This event is no stranger to change. First staged in 2007 as the Fry’s Electronics Open at the Grayhawk Golf Club in Scottsdale, Arizona, it was renamed the Frys.com Open in 2008, was moved to the CordeValle Golf Club in San Martin, California in 2010, and moved again, to its current location at the Silverado Resort and Spa, in October 2014. In 2016 Safeway Inc. took over the event, which was played as the Safeway Open through 2020, and in 2021 Fortinet took up the mantle.
Starting in 2024 the PGA Tour is going back to a calendar-year schedule, ending the nine-year run, starting in 2013, of the oddball wraparound season that elevated the then-Frys.com Open from the first event of the post-Tour Championship fall schedule to the opening gun in the race for FedEx Cup points. The coming change in schedule means that the 2023 Fortinet Championship may once again be relegated to a position as the first event in a second-tier fall schedule that will lack the presence of the big guns of the PGA Tour, who are likely to be resting up after the money chase of the FedEx Cup finals.

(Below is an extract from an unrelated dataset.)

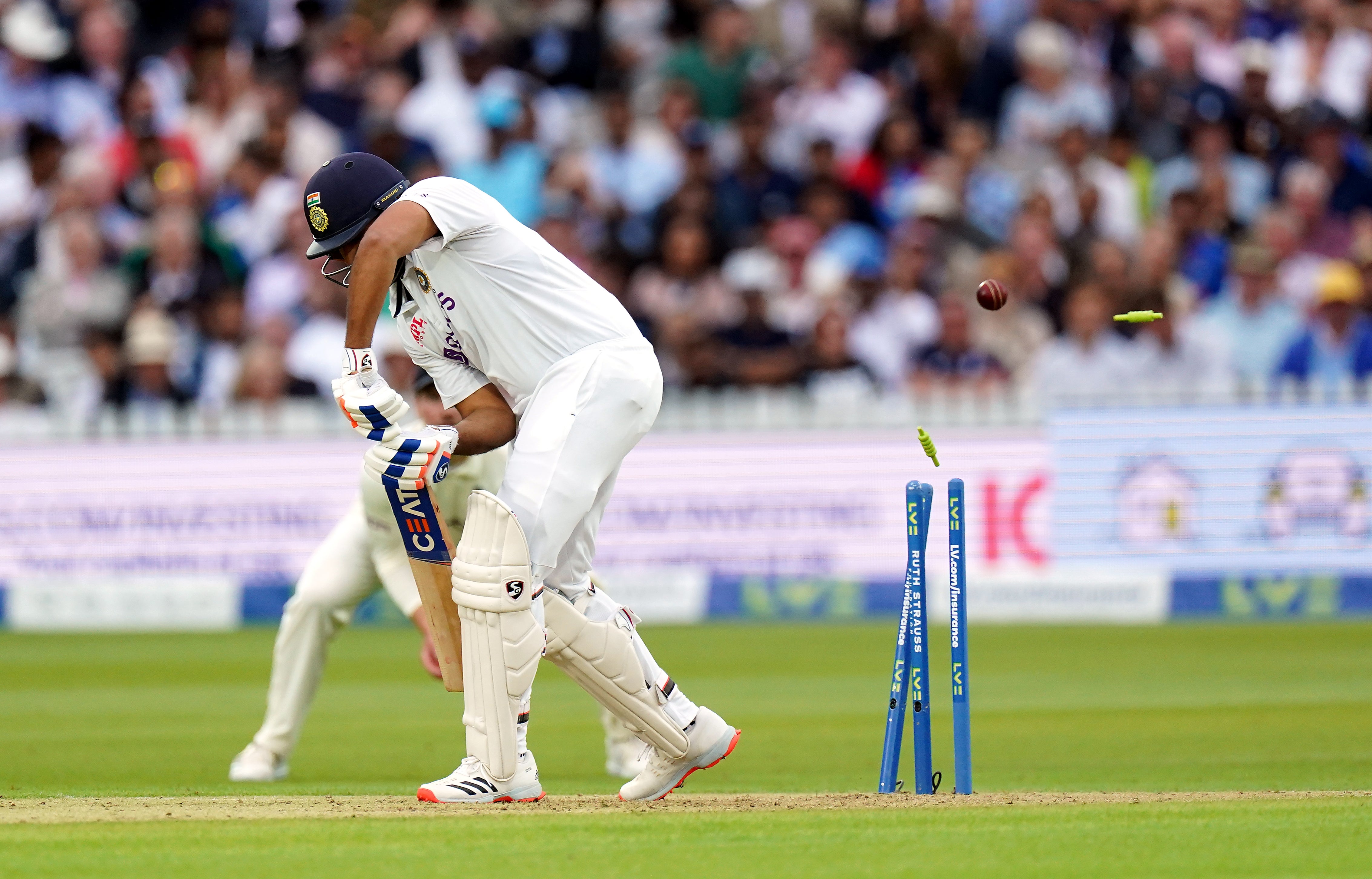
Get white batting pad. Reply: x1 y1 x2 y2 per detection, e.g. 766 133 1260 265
453 490 543 783
543 589 689 759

Back in the days before the 2013 advent of the wrap-around PGA Tour season, the late-season Fall Series tournament consisted of four events played after the conclusion of the FedEx Cup Tour Championship series. That “Fall Series” was definitely the low season for the PGA Tour; it mostly drew players from near the bottom of the money list—both veterans and newbies—who were looking to bolster their dollar count and strengthen their position for the next season.

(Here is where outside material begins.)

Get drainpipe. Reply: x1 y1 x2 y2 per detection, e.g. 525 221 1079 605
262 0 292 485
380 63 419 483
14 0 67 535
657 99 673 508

Under the PGA Tour’s coming new calendar-year schedule, those players who are outside of the FedEx-Cup-eligible top-70 at the end of the regular season will compete in a “compelling, consequential final stretch” of fall events that will determine their status for the following season, while the top 50 players will be eligible for a new Fall Series of up to three international events played after the Tour Championship. These new, limited-field, no-cut (AKA “money-grab”) events will represent a chance for the top players to pad their bank accounts some more, if they so desire, and still have the “off season” that so many of the already-pampered stars of the game are complaining that they lack.
The old pre-wraparound Fall Series may have lacked the star power and tension of the race for the FedEx Cup, but it carried some drama because of the make-or-break storylines that it engendered. At least, that’s the way many people saw it, myself included—but after I asked Jim Overbeck, Fortinet’s Senior Vice President of Marketing for North America, about the company’s reaction to the scheduling change, I got the feeling that the folks at Fortinet don’t feel the same way.

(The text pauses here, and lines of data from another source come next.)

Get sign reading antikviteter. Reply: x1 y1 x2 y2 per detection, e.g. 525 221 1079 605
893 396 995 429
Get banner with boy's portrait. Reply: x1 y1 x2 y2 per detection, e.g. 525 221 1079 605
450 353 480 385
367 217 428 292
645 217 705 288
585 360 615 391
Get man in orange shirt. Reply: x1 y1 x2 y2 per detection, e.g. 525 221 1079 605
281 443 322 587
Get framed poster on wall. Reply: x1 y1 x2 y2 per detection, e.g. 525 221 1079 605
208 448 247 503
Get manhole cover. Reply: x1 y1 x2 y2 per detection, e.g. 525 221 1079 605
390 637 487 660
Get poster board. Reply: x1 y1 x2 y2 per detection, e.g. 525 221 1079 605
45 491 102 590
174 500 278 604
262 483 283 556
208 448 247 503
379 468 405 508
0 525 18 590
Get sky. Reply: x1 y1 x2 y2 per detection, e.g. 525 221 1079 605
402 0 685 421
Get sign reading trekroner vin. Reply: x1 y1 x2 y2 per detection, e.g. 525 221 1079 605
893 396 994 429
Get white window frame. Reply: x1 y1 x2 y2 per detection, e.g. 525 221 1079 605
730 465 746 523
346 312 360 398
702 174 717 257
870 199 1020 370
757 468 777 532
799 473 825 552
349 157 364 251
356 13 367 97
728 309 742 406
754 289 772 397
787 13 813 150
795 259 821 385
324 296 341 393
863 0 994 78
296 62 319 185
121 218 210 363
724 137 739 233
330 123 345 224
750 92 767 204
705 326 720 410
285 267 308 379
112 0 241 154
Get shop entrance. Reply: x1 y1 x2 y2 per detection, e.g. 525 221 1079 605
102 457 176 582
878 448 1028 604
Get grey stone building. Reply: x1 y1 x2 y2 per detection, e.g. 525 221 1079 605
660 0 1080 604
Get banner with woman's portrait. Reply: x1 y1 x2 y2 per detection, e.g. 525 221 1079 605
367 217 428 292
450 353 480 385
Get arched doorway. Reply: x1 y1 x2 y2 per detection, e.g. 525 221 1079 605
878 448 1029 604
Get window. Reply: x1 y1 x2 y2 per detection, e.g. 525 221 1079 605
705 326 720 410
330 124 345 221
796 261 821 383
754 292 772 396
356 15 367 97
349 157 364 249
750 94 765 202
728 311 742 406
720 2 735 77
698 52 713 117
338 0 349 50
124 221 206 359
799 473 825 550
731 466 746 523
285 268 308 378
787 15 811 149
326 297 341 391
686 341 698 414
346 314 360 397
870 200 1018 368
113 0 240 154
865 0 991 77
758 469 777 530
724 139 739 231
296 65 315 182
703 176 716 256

The talk from the dais at the 2022 Fortinet Championship Media Day press conference on July 14th was almost all about the business-networking opportunities that the tournament represents, giving the distinct impression that the golf tournament was viewed as a jolly good excuse to get together and talk network security against a backdrop of beautiful Napa Valley scenery, amongst rolling, vine-covered hills, while enjoying world-class wine and food.
Overbeck’s initial response to my question was, “If there’s one question I saw coming, that was the question.”
He continued, saying “We made a six-year commitment to the PGA Tour as a partner to have the Fortinet Championship, and the concept was we would be the first event of the season, and kick off the FedEx Cup points. That’s changed.”
The return to a calendar-year season means “our product changes a little bit.” Citing his relationship with the PGA Tour, Overbeck went on to say, “We’re working very tightly with them—they know our preference. They know what we’re willing to do and it has a lot to do with Napa. I told them as the music’s playing, when it stops we don’t want to be in a worse chair than when we started. They’ve been a great partner with us, and they’re working to move some roadblocks to make sure that we’re in a really good spot.”
I’ll be honest—I don’t know exactly what all of that means, but that one sentence—“I told them as the music’s playing, when it stops we don’t want to be in a worse chair than when we started.”—leads me to think that the Fortinet folks really like Napa, but don’t relish the thought of losing the cachet of being the event that kicks off the PGA Tour’s big show—the FedEx Cup race.
Does this mean that a change in the Fortinet Championship’s spot in the PGA Tour schedule is in the works once the calendar-year season returns? We will have to wait and see, and maybe not as long as we might think, because while the new schedule begins in January 2024, the change really comes in August 2023 after the Tour Championship, when the new fall schedule picks up as a lead-in to the return of the calendar-year season.